The hands-on trainings were conducted to teach marginal farmers advanced scientific methods in producing quality seed of rice and its proper storage for their own use as well as for dissemination to other farmers. The topics included seed cleaning before sowing, seed treatment, weed management, rouging, harvesting, threshing, and drying. The activities were designed to encourage the participation of female farmers as their contribution to rice farming in India is immense.
A total of 2000 farmers in 70 districts of six eastern states were covered under IRRI-NFSM project for kharif in 2014. In the present season, IRRI-NFSM project demonstrated stress-tolerant rice varieties (STRVs) in 10,000 hectares of flood- and drought-prone areas of eastern India which covered more than 25,000 farmers, 36% of them are women.
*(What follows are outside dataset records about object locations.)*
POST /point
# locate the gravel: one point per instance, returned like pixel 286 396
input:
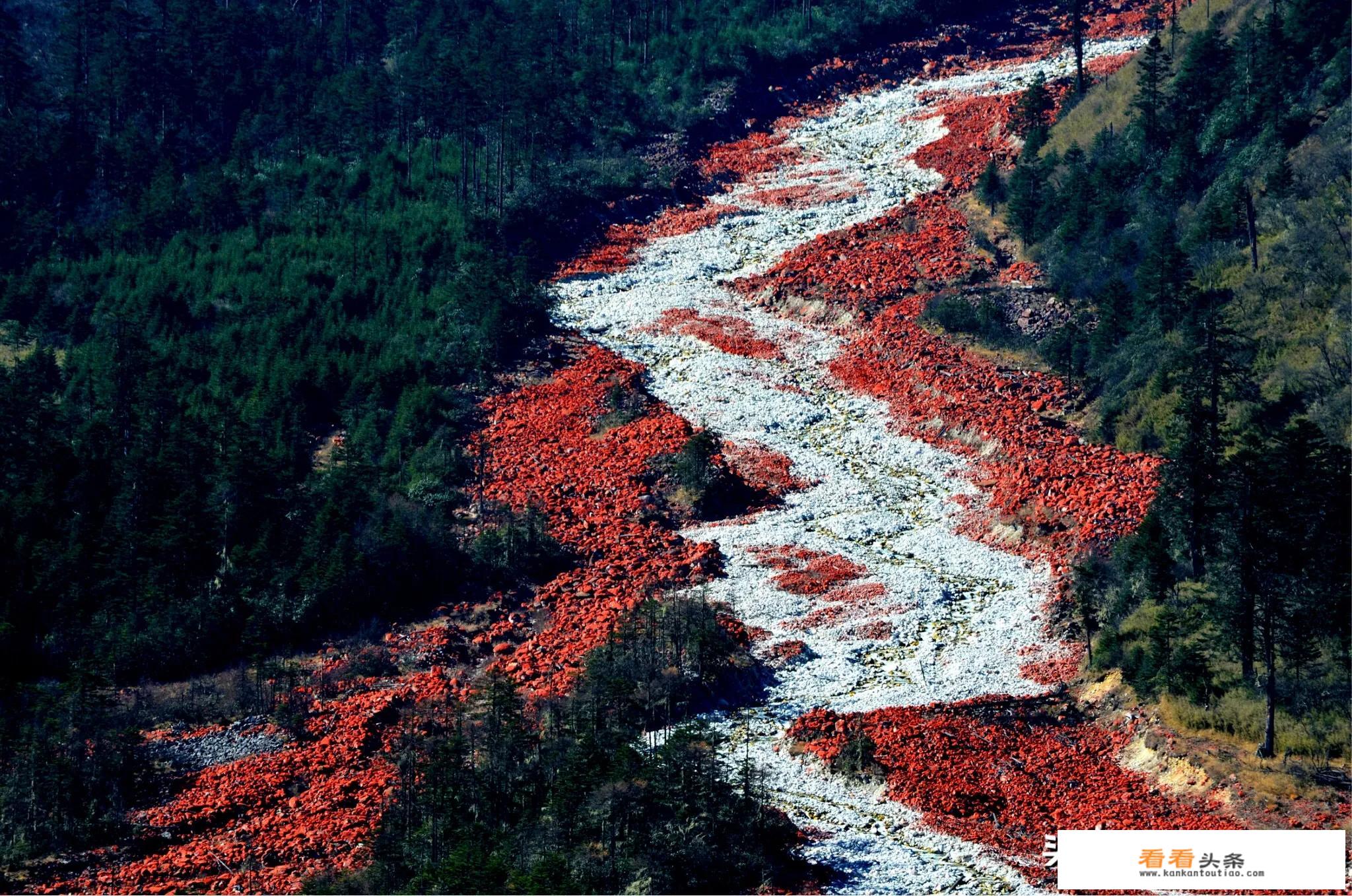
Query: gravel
pixel 961 612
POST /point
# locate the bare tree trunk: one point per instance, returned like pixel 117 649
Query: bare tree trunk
pixel 1254 226
pixel 1269 748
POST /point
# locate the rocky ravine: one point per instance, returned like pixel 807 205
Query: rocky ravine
pixel 868 594
pixel 931 505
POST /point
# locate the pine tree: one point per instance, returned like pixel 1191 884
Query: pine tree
pixel 1149 94
pixel 1033 107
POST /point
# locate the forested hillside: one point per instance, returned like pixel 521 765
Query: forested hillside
pixel 392 503
pixel 257 261
pixel 1205 247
The participants were also provided with the literature on STRVs and handbooks on the quality seed production in the local languages. Farmers who attended the STRVs demonstrations acknowledged that the training was the first of its kind offered in these remote areas.
Farmers in India, particularly in stress prone areas where public and private seed networks are not adequate, traditionally depend on their own seed from their rice yields for planting for the next season. Increasing their use of high quality seed will help increase their productivity.
The training activities were closely coordinated with the Department of Agriculture from the respective states. Representatives from Indian Council of Agricultural Research, state agricultural universities, Krishi Vigyan Kendra (local agricultural extension centers), and other institutions also participated.